The outlook is mixed for those claiming no faith as "the unaffiliated are expected to add 97 million people and lose 36 million via switching, for a net gain of 61 million by 2050," according to the Pew report.

China wild card

China is a difficult calculation because of the sensitive status of organized religion even 40 years after the death of founding leader Mao Zedong and the end of his Cultural Revolution.

"For people who worship in unregistered churches, for people who are members of the Communist Party, identifying as Christian is dangerous, especially in a survey context," Hackett said.

That means China's officially reported 3 percent Christian population may be as high as 5 percent right now. The future could hold even greater surprises, Hackett said, although there isn't enough data available to model those potential changes.

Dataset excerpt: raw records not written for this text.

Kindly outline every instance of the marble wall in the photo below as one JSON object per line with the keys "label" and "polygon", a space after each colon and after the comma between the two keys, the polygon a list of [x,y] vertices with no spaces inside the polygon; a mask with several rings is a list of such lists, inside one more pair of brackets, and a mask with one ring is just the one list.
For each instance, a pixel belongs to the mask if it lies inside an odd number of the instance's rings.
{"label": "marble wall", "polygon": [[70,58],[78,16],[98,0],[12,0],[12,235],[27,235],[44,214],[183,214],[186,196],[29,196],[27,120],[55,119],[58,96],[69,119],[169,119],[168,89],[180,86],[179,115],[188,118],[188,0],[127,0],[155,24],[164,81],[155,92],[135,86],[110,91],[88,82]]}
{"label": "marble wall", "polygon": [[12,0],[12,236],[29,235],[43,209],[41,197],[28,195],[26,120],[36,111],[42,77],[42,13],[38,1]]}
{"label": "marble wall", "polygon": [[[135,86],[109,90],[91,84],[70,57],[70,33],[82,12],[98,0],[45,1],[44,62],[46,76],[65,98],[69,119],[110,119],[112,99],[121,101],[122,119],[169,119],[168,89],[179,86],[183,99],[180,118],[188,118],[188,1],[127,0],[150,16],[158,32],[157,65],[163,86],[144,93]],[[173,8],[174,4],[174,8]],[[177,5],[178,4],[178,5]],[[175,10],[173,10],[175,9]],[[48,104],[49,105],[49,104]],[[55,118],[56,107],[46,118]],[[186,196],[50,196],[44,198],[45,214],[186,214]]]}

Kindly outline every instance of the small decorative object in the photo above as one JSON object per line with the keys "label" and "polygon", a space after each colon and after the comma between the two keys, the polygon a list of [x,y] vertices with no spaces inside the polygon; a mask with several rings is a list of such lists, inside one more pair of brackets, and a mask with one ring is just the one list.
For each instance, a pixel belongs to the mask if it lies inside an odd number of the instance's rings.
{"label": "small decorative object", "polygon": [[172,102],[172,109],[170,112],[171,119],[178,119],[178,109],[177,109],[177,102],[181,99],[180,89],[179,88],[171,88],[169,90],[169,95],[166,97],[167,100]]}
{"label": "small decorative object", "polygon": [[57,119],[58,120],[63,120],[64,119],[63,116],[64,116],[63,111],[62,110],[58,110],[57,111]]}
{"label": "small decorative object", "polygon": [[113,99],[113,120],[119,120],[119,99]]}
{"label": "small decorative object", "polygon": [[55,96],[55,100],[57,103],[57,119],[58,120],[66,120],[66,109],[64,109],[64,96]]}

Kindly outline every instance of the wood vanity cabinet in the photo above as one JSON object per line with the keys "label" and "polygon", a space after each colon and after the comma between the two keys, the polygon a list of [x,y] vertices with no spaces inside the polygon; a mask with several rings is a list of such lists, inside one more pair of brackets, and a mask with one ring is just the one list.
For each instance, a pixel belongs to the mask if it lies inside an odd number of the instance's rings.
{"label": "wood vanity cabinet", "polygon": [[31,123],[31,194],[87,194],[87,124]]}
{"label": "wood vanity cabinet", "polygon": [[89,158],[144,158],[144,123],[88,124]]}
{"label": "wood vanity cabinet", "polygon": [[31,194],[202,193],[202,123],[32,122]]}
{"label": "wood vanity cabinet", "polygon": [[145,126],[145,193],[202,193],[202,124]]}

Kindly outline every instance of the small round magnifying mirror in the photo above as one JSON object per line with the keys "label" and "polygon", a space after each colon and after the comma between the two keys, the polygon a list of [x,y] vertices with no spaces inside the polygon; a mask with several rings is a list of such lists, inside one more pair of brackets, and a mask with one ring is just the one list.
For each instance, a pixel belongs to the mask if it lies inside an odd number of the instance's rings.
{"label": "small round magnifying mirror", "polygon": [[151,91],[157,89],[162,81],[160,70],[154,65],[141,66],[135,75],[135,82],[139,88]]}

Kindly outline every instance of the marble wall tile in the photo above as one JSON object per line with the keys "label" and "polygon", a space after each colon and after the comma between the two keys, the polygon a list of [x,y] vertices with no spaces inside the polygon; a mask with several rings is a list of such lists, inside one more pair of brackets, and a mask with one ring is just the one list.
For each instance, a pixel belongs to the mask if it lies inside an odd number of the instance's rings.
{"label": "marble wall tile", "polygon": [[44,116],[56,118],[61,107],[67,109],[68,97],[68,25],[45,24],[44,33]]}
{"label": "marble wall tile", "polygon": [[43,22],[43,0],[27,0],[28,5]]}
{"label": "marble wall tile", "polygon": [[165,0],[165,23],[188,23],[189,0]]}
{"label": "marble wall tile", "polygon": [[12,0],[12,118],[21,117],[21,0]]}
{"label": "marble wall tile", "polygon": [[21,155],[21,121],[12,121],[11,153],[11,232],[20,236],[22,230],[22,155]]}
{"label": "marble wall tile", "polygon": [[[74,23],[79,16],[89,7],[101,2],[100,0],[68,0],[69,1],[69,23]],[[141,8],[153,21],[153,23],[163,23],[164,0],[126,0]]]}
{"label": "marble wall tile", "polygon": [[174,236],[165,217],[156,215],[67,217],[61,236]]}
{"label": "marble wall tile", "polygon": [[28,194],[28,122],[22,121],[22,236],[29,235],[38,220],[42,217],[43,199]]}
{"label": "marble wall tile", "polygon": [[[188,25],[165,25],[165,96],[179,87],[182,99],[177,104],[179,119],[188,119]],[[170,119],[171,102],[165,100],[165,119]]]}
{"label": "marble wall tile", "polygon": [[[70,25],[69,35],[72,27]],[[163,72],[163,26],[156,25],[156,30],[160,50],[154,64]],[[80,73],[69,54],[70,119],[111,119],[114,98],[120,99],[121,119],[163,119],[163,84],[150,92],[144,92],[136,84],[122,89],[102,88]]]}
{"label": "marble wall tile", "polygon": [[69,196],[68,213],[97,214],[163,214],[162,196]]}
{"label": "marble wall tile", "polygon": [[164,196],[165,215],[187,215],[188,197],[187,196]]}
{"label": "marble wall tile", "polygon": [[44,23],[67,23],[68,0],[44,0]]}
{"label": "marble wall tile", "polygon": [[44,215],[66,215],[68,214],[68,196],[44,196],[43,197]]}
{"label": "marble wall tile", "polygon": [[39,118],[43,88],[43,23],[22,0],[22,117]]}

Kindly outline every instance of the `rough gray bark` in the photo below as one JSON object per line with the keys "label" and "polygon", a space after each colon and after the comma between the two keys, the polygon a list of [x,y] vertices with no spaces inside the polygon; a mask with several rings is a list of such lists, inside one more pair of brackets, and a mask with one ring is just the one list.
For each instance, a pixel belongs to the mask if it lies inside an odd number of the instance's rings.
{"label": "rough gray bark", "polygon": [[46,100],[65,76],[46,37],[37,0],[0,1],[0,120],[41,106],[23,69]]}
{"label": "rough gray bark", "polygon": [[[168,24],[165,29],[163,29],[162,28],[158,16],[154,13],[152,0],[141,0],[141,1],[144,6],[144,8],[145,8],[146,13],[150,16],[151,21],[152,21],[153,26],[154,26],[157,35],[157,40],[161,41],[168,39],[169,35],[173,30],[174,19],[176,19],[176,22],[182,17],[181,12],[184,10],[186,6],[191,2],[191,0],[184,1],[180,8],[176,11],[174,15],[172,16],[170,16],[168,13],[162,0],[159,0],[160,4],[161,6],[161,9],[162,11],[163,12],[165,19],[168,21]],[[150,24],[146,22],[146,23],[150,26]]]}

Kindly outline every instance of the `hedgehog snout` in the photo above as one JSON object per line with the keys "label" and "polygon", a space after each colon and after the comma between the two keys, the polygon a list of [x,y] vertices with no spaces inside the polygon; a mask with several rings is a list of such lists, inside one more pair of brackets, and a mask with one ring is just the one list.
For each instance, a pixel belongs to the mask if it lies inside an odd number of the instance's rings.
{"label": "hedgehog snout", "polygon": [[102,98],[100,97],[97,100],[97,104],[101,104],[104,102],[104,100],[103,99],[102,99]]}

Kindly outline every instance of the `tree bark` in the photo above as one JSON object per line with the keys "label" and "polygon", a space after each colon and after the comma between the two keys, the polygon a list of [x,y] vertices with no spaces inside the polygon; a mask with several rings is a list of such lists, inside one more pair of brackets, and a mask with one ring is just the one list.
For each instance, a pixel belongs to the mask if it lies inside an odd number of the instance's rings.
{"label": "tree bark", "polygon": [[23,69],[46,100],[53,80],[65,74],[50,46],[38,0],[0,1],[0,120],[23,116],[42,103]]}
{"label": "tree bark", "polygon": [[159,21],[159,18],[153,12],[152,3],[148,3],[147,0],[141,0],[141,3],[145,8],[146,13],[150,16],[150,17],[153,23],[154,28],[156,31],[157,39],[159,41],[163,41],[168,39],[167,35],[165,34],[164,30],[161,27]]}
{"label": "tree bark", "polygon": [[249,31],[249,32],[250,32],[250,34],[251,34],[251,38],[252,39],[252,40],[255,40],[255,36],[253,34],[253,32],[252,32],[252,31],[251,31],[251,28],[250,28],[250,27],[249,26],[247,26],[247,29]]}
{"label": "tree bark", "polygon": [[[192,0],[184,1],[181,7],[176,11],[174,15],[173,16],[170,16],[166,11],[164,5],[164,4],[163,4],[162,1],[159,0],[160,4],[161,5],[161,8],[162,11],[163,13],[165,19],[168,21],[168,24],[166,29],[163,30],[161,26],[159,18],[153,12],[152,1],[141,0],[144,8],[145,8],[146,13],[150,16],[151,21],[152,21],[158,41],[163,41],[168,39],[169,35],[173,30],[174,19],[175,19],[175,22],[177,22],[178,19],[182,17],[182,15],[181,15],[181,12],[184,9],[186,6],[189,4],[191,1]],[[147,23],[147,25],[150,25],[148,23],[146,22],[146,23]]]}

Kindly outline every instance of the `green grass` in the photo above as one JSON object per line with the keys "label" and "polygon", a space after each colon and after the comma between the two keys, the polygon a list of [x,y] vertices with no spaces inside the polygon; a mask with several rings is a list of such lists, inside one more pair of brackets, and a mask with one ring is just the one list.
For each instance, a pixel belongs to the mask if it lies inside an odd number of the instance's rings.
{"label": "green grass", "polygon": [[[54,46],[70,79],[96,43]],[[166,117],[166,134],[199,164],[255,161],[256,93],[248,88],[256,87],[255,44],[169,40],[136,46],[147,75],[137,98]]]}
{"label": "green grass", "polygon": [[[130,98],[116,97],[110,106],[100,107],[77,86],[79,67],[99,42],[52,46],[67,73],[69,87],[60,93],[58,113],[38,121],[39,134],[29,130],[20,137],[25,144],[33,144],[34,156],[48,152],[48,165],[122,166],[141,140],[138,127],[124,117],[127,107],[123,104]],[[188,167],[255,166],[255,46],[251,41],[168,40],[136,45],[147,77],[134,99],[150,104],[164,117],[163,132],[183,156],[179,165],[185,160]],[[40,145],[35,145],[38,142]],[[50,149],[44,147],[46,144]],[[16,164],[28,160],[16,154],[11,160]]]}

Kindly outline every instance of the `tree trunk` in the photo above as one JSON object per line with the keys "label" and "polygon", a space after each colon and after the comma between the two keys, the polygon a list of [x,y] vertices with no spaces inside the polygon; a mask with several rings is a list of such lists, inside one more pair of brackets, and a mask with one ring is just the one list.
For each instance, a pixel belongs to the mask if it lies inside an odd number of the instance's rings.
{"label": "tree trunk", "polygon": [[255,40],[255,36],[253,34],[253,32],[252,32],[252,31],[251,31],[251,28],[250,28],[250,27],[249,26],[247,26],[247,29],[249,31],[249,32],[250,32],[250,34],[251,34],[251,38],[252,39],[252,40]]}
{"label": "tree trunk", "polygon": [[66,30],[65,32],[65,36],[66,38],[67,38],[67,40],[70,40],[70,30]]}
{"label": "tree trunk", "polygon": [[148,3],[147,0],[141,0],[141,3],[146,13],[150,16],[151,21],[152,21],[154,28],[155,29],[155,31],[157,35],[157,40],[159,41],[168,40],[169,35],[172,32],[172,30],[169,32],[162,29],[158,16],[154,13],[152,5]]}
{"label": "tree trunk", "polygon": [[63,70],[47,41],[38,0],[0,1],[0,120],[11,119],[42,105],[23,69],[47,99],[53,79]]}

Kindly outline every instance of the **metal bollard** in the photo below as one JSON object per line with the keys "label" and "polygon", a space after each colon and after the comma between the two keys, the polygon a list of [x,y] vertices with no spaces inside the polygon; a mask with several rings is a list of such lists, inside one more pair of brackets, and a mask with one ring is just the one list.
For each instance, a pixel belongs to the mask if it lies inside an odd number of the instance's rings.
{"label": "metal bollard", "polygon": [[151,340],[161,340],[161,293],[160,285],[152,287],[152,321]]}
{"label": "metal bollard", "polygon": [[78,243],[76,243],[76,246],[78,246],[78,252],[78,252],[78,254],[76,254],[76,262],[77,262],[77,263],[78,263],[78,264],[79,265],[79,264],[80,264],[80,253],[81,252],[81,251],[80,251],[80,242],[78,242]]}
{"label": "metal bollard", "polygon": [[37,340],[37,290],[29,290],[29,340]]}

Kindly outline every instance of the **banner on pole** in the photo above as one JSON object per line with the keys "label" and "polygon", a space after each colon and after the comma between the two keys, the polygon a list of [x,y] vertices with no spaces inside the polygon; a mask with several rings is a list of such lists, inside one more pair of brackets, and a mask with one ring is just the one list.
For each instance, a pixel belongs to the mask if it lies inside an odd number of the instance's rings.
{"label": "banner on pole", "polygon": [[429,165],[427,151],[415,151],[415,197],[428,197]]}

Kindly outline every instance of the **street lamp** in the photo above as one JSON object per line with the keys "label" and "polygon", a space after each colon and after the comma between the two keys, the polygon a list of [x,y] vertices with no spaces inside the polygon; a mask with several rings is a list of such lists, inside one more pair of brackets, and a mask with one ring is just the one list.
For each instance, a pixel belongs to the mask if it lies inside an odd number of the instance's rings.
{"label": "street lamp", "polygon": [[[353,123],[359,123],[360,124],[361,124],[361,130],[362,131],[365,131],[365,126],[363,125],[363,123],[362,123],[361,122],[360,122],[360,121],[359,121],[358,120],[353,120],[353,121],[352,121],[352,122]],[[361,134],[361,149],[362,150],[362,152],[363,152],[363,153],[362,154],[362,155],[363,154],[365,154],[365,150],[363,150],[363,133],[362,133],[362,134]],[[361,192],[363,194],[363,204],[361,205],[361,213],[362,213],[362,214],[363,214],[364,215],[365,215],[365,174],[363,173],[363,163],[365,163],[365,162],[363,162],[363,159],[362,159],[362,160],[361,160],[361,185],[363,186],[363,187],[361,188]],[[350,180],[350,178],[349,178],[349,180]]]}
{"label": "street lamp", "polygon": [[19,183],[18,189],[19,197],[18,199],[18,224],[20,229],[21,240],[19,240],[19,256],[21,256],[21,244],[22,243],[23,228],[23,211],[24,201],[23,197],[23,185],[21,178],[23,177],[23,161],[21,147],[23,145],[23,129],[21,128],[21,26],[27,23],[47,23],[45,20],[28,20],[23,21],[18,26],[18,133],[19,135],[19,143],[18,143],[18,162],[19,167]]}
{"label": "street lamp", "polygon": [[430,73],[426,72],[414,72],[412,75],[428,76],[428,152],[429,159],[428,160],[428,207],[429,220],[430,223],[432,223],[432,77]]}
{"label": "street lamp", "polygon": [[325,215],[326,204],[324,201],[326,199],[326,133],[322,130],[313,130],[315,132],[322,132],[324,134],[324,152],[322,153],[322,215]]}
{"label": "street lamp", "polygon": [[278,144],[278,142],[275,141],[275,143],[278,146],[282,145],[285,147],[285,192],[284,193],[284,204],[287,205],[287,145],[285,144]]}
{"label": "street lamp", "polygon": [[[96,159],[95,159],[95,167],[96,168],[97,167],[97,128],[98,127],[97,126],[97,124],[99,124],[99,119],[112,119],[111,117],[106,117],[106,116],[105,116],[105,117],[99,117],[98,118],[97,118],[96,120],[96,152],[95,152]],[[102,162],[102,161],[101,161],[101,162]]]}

Hackett pointed to Perdue University sociologist Fenggeng Yang's prediction published in Slate magazine that, by 2030, China's Christian population could range from 16.1 percent of a projected 1.4 billion Chinese to as much as 66.7 percent by 2050. Yang wrote "it is almost certain that China will become the largest Christian country in the world by 2030" if the country's burgeoning Roman Catholic population is included in the religious headcount.

But Nicholas Eberstadt, a political economy scholar at the American Enterprise Institute in Washington and an expert on Asian demographics, cautioned that China's political situation might impact those projections.

"If you can tell me what sort of government China is going to have in 2050, I might be able to tell you about the religious composition of the society," said Eberstadt. "There may indeed be an even larger Christian population in China than the (Pew) report suspects or surmises today. Evangelization in China may proceed more rapidly than many people may expect."

Despite the uncertainties, Eberstadt lauded the Pew effort, which he predicted would become the "gold standard" for religious population research.

"Only God knows, for sure, how many believers there are and how they talk to him in different parts of the world," he said. "But this report creditably uses available data to eliminate many of the unnecessary uncertainties in this area. I think they've done about as good a job as one can do."